What if you could eat your cake and have it too? If we are being honest, I have always wondered what that really meant. Like, why would you give me a cake if I can’t have it too? Anyway, before we get sidelined by cake (we can have that conversation another day), let’s focus on Hire Purchase.

Hire Purchase Agreement
Hire Purchase Agreement

Hire Purchase, I guess will fit the bill of eating your cake and having it too (you already know how I feel about that statement) as you mostly get to use the product you’re paying for.

What does Hire Purchase mean?

In the actual sense of the definition, it is a system by which one pays for a thing in regular instalments while having the use of it. For example, we can define a hire purchase car as driving the vehicle while making payments on it until it’s completely paid off.

This may sound similar to leasing a vehicle; however, the significant difference is that one doesn’t become an owner when renting a vehicle; it’s only driven for a time and then returned. With a hire purchase, you get to own the car after you complete the payments.

Common Use

Using hire purchase is common in industries where they use expensive or heavy machinery to run daily operational activities. Examples of such industries could include construction, manufacturing, engineering and professional services industry.

They can also use it to finance some other capital requirements of a business, for example, cars, phones and photocopiers

Read also: Equated Monthly Installment (EMI) In Loans – Everything you need to know

Benefits of a Hired Purchase Agreement

  1. You can spread payments of an asset over a while.

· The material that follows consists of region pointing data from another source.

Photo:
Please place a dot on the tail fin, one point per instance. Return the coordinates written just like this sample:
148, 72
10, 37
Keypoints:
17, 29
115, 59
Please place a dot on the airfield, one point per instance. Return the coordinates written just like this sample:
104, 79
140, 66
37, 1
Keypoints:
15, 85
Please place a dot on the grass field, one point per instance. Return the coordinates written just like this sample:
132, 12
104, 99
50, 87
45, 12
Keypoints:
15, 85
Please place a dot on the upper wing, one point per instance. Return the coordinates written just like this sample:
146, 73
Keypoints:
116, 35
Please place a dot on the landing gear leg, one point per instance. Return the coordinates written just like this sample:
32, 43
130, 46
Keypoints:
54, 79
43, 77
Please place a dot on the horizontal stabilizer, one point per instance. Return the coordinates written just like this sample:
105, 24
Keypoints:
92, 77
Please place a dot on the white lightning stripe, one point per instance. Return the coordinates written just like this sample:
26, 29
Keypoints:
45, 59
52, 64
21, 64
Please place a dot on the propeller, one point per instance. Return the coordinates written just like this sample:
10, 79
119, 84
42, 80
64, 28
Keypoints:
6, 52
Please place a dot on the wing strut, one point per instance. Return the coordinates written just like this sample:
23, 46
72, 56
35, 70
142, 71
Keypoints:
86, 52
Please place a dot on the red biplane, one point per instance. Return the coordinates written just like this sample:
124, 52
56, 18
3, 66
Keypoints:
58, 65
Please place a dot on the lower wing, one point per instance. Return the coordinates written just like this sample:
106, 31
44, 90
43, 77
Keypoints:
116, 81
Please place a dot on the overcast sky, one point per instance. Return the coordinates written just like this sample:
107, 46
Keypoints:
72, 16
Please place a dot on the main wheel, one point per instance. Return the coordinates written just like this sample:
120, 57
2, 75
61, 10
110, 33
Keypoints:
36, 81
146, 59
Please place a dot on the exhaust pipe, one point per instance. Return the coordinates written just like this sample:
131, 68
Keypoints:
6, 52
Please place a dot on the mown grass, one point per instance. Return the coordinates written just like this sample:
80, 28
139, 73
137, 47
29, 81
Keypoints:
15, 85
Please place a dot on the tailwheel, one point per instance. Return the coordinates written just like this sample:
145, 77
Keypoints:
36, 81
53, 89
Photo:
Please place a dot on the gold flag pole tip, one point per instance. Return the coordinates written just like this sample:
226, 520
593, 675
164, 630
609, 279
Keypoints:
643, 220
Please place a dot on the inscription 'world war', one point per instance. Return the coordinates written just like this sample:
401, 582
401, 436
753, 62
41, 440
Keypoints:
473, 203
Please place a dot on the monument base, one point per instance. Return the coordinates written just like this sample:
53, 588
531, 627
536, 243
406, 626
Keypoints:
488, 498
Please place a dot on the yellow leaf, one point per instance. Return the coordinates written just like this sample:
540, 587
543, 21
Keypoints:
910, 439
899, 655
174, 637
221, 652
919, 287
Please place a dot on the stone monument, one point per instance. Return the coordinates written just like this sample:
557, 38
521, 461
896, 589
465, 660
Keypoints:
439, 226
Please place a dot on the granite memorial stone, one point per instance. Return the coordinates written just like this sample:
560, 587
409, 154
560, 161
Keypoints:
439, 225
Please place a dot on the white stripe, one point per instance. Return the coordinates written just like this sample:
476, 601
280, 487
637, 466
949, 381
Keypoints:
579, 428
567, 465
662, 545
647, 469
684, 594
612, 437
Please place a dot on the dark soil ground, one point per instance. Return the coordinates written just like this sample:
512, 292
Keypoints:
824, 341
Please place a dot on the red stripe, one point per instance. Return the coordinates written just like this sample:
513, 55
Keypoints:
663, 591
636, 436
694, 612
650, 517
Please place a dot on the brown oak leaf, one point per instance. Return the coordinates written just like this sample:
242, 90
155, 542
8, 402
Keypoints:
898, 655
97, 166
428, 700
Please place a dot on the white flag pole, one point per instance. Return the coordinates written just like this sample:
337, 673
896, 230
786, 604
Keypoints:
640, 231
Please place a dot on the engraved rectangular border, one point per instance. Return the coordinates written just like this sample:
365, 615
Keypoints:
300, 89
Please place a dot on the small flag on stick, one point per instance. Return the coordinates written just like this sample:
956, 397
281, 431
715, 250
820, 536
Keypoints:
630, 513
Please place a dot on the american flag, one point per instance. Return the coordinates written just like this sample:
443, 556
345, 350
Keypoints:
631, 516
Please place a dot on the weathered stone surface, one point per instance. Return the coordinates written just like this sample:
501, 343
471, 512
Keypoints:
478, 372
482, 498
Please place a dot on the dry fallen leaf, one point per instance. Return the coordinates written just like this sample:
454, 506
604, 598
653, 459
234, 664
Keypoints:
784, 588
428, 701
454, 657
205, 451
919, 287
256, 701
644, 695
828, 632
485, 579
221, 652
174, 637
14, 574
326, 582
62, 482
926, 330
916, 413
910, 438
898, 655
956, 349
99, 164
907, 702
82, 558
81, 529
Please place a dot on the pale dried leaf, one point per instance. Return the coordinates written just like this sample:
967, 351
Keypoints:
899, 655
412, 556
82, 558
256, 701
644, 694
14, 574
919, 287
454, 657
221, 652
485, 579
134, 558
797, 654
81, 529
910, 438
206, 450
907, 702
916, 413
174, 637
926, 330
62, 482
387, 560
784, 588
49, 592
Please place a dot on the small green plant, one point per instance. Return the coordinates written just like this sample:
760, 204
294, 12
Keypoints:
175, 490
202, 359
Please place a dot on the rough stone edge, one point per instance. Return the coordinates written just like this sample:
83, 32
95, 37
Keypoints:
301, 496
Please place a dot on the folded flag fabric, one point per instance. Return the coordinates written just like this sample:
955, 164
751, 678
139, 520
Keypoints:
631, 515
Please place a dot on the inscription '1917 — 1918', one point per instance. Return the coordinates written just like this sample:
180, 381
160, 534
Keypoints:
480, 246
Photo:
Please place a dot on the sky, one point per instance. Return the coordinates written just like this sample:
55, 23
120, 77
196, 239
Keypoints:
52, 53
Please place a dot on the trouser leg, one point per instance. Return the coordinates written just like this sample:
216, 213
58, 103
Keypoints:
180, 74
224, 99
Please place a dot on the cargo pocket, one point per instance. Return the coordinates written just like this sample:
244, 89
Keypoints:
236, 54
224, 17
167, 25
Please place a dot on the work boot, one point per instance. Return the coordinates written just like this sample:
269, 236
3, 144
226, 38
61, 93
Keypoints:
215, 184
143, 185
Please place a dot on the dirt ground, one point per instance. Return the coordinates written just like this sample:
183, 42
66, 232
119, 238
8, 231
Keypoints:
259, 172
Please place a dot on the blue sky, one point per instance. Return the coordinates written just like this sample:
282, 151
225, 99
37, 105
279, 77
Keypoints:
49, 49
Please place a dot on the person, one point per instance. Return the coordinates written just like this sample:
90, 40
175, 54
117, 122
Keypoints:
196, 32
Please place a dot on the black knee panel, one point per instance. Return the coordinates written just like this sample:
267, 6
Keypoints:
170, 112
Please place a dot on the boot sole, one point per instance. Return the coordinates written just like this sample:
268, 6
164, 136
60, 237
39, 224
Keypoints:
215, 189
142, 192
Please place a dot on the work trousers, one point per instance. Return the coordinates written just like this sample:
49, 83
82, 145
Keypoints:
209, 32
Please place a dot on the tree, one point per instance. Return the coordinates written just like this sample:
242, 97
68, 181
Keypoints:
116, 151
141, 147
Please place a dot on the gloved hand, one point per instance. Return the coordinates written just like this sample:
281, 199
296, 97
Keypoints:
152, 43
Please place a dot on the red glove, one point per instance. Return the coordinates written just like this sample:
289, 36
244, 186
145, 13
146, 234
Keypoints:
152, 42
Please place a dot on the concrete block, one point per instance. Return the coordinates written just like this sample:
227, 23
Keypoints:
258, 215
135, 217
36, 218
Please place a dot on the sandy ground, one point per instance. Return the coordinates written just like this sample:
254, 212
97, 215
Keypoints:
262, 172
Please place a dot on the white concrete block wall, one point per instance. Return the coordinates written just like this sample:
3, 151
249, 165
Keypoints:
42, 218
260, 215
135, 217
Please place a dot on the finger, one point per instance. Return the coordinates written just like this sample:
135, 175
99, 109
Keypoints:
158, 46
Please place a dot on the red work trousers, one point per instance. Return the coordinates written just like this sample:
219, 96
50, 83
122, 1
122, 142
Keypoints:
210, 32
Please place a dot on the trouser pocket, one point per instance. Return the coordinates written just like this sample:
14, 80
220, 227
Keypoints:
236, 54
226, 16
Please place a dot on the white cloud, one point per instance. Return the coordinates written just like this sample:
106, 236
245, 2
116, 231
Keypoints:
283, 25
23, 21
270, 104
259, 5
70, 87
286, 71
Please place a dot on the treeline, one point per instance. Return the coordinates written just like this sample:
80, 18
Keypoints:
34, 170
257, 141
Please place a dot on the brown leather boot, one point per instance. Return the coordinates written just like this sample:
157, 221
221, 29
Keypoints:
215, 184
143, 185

Can be as long as 3 – 5 years sometimes
  2. You’ll own the asset after paying the last installment.
  3. Immediate use of the asset instead of waiting until you have saved the lump sum of the item.
  4. It’s a simple way of financing
  5. The interest rate is fixed, so both parties know what is due per time.

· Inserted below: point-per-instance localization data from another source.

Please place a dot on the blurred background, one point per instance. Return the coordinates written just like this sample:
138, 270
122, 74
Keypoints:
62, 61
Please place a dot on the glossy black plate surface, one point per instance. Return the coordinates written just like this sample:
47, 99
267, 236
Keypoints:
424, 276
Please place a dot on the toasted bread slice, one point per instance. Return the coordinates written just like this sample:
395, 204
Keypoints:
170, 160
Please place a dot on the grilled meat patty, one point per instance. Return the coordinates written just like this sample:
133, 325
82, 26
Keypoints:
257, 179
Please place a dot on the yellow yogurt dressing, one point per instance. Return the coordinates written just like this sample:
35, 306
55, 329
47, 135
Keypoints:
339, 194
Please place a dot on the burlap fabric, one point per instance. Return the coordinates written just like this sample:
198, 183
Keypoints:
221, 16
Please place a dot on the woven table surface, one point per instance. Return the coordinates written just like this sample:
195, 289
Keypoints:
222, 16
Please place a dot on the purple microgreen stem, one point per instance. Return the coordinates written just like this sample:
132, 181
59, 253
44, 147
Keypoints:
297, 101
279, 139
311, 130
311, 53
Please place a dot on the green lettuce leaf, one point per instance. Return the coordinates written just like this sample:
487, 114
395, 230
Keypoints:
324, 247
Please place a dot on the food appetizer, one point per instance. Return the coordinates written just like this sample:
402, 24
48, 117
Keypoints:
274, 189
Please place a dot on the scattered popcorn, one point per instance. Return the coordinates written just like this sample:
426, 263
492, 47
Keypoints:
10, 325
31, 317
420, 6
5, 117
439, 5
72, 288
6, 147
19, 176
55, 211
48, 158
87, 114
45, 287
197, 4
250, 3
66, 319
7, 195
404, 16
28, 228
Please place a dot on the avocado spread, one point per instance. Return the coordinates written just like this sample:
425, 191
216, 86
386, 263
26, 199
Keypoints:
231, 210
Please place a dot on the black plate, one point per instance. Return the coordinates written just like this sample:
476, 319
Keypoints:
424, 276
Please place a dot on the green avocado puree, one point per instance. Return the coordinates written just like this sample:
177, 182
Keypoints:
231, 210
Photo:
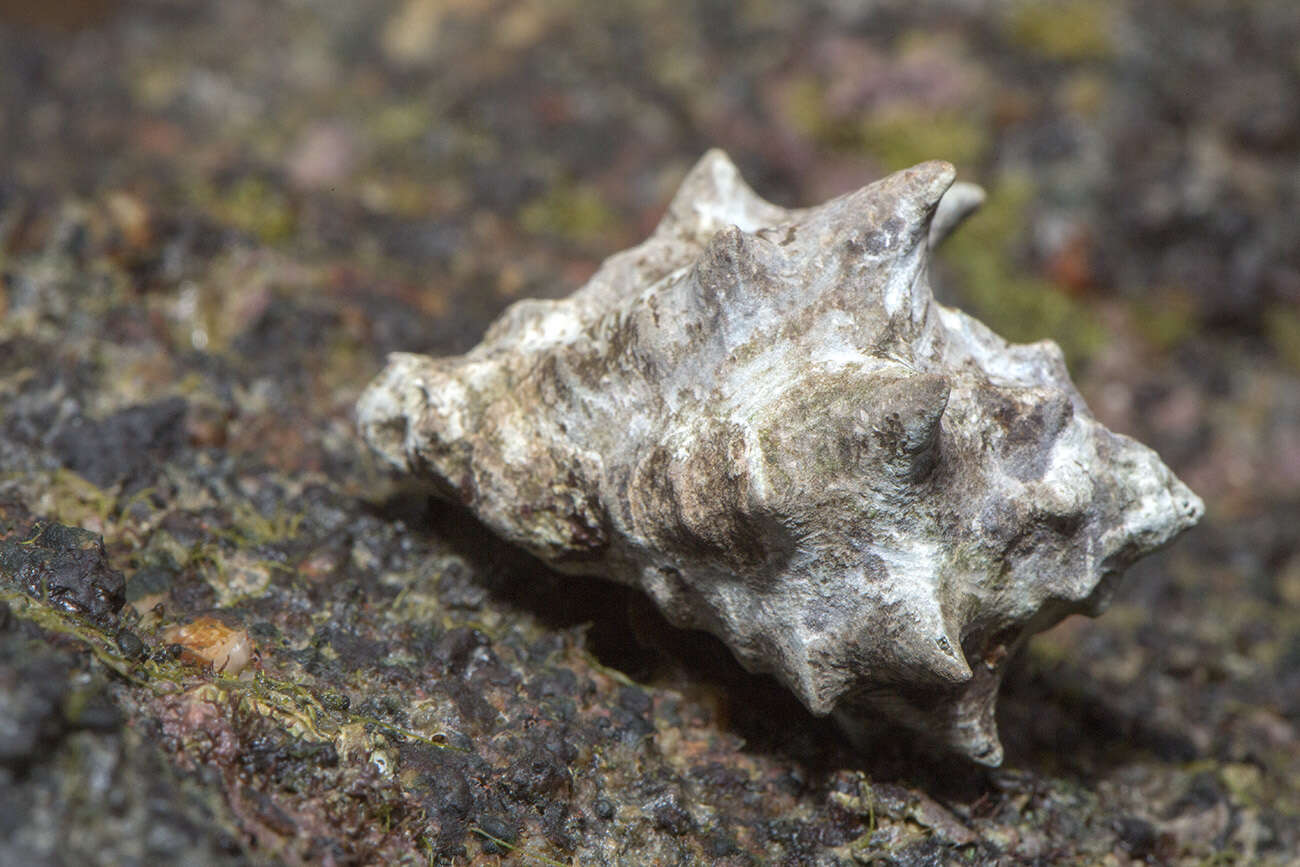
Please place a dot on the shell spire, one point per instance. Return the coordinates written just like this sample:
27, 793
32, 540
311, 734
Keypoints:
763, 419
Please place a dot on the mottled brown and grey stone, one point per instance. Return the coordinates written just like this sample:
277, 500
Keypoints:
765, 420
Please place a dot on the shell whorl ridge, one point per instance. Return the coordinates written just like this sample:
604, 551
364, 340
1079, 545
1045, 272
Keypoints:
765, 420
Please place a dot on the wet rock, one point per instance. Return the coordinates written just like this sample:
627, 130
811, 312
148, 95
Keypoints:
125, 445
68, 568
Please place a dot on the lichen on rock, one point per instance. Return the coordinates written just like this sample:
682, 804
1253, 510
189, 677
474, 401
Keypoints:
763, 419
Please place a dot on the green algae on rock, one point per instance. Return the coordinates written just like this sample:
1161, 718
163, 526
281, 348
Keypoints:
763, 419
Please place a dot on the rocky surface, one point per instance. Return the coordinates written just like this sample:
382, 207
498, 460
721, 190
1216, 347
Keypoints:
216, 221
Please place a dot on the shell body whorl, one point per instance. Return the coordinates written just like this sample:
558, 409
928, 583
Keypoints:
765, 420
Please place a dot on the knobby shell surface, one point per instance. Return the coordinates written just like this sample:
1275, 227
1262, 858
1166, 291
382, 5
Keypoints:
763, 419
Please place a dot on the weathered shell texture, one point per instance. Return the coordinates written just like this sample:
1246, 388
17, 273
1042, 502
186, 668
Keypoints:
765, 420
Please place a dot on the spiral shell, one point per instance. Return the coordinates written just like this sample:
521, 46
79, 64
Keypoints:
763, 419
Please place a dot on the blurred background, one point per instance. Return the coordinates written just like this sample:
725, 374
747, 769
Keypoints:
294, 189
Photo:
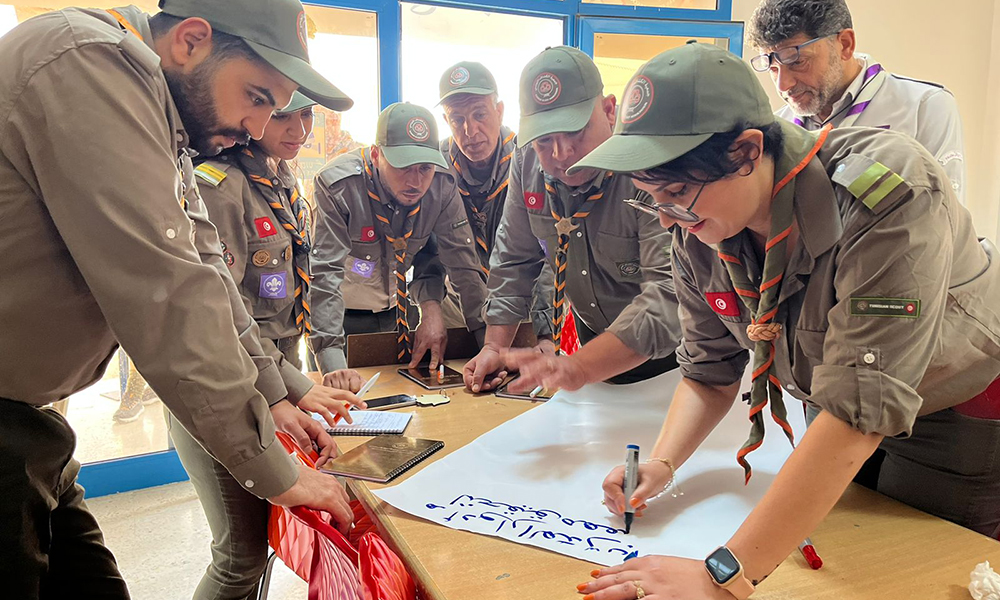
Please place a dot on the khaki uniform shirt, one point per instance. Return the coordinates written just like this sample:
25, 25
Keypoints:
618, 274
354, 267
926, 111
99, 248
257, 249
484, 198
912, 257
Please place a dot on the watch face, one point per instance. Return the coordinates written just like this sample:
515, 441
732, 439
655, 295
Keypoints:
722, 565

Disadvantages of Hired Purchase Agreement

  1. Since hire purchase is usually fixed, if you get into any financial difficulty, you could lose the asset and give up previous payments.
  2. There is typically an interest rate attached to the payment, so you’ll be paying more long-term versus if you paid outright.
  3. You don’t own the asset until it’s wholly paid off, which means the owner can seize the asset if you foul on their terms.
  4. The duration of the plan can be lengthy. Consider if it’ll still be worth it in the long run.
  5. In the purchase of an asset such as a car, if it gets stolen or an accident occurs that results in the total loss of the vehicle, there is typically no protection against that. Even where it’s insured, the full value of the car may not be recovered, which puts you in a shortfall.

Termination of a Hire Purchase agreement

Termination of a hire purchase agreement can take any of the following forms

  1. The terms and conditions as set out in the hire purchase agreement
  2. Parties agreeing to a renewal before the expiration of the current agreement
  3. When a notice of termination is given by either party
  4. The hirer has refused to exercise his option to purchase the goods even after the stipulated time

Conclusion

As discussed, hire purchases have their various advantages and disadvantages. It is a financing method that works well as long as you understand all the risks involved.

It is also good to know that financing assets like this is common, as this agreement typically works well for both parties.